ButterflyMcQueen · 08/07/2008 23:09

yes i dont get it at all

live life stop writing about it for no marks to read

mumdebump · 08/07/2008 23:10

x-post Mme Bovary. Quite agree about reading about someones shopping trip and daily chores. My own life is full of the mundane so why would I spend my free time reading about someone else's.

OP posts:
mumdebump · 08/07/2008 23:11

Glad I'm not alone...

OP posts:
MrsSchadenfreude · 08/07/2008 23:13

Most dull, with the exception of the divine Daphne Wayne-Bough, who is a friend of mine and hysterical.

madamez · 08/07/2008 23:13

It's basically the sort of people who used to deluge publishers with appalling unreadablly boring manuscripts about their shitey little lives because they'd once got A+ very good for their English homework.
About one in 1000 is good, the rest are (as someone else, forget who, once said, 28 million people going 'Look! I exist! And I've got a cat.'

falcon · 08/07/2008 23:13

Am I the only one who loves looking at other people's holiday pics?

moondog · 08/07/2008 23:13
Grin
madamez · 08/07/2008 23:55

Admittedly my mate wrote a brilliant one but it got her into trouble at work .

Quattrocento · 08/07/2008 23:56

The trouble with 99% of blogs is that the bloggers can't write. It makes the blogs unreadable. I do like Wife in the North though.

mollysawally · 08/07/2008 23:59

Self indulgent tosh

Drivel · 09/07/2008 00:05

I was just going to post that, Molly.

< deflated >

mollysawally · 09/07/2008 00:07

Great minds Drivel

UnquietDad · 09/07/2008 00:24

They are mostly pointless unless they have a specific purpose.

The ones I find interesting, as a writer, are

a) the agents who blog about their work and the stuff they have sold and the mad-as-cheese stuff they have been sent, especially those who critique stuff online like Query Shark
and
b) fellow writers talking about what they are working on, who they have been schmoozing with, tips picked up from conferences etc., e.g. David Bishop's Vicious Imagery.

Then to a certain extent c) blogs by publishers themselves.

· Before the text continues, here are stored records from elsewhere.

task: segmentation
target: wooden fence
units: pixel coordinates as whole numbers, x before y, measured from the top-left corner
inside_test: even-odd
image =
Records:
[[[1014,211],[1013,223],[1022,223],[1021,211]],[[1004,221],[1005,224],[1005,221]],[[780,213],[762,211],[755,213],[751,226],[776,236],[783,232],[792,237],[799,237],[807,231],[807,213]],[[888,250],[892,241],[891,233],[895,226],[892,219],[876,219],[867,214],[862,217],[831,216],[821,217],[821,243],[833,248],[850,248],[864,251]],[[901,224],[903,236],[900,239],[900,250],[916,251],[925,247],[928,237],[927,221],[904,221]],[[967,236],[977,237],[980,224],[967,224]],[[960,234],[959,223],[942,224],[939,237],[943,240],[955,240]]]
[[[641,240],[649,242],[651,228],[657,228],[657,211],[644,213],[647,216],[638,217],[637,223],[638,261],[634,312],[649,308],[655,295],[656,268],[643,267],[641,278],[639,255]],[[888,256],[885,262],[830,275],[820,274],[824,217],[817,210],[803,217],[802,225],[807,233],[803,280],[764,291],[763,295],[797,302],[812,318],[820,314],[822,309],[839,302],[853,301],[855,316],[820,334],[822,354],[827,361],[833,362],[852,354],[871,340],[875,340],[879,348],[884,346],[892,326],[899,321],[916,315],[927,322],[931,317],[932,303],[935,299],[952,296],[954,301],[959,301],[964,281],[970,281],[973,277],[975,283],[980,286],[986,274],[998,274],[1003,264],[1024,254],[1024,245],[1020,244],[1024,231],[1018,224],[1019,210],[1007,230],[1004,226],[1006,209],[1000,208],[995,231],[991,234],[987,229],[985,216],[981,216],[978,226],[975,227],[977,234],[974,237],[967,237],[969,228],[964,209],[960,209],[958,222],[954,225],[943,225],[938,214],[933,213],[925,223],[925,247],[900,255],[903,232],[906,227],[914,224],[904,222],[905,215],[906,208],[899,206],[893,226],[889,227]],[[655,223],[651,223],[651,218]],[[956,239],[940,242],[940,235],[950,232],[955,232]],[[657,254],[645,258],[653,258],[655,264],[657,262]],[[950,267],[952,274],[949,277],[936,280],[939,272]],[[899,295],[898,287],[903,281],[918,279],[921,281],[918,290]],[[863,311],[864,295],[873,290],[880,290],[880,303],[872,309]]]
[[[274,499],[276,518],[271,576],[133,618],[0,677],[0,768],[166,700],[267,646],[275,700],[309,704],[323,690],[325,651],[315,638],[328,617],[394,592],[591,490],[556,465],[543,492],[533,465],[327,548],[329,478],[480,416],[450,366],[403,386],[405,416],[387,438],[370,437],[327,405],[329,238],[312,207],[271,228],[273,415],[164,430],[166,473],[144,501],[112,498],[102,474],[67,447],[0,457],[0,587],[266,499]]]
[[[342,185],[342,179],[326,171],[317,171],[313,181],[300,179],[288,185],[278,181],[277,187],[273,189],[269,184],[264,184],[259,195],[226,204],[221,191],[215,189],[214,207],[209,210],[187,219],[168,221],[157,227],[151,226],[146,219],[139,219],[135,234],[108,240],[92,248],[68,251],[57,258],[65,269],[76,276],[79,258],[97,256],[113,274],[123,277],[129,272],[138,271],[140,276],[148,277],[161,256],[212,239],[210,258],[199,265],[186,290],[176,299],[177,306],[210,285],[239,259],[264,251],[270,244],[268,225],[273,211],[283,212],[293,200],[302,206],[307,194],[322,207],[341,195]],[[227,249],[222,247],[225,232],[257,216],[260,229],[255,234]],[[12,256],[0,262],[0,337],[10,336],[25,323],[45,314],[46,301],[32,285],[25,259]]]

I find Wife In the North a load of smug self-indulgent pants.

Quattrocento · 09/07/2008 00:26

Don't you think she can write, uqd?

UnquietDad · 09/07/2008 00:32

She can, but she does witter so... I don't find what she writes about all that interesting.

Drivel · 09/07/2008 00:32

Molly - and fools seldom differ

Alderney · 09/07/2008 10:29

I have to say that the media can often use them as if they are something important when they aren't....I listen a lot to Radio 5 Live and they use a lot of "Bloggers" for opinion, as if "blogging" was a job..

They never introduce someone as "Dave, who has opinions on a lot of stuff that he just pours out randomly on the internet not caring if its researched or not, or is offensive. There is no requirement for dave to be witty or clever..."

We can all set up- a blog. We could all post "wibble wibble" every day....wouldn't make any of us interesting...

UnquietDad · 09/07/2008 10:39

Also like Iain Dale's political blog - opinionated and informed.

IAteRosemaryConleyForBreakfast · 09/07/2008 12:15

I am horrified to discover that the blog to which I posted a link earlier is now full of holiday pictures

She used to write really funny things, honest!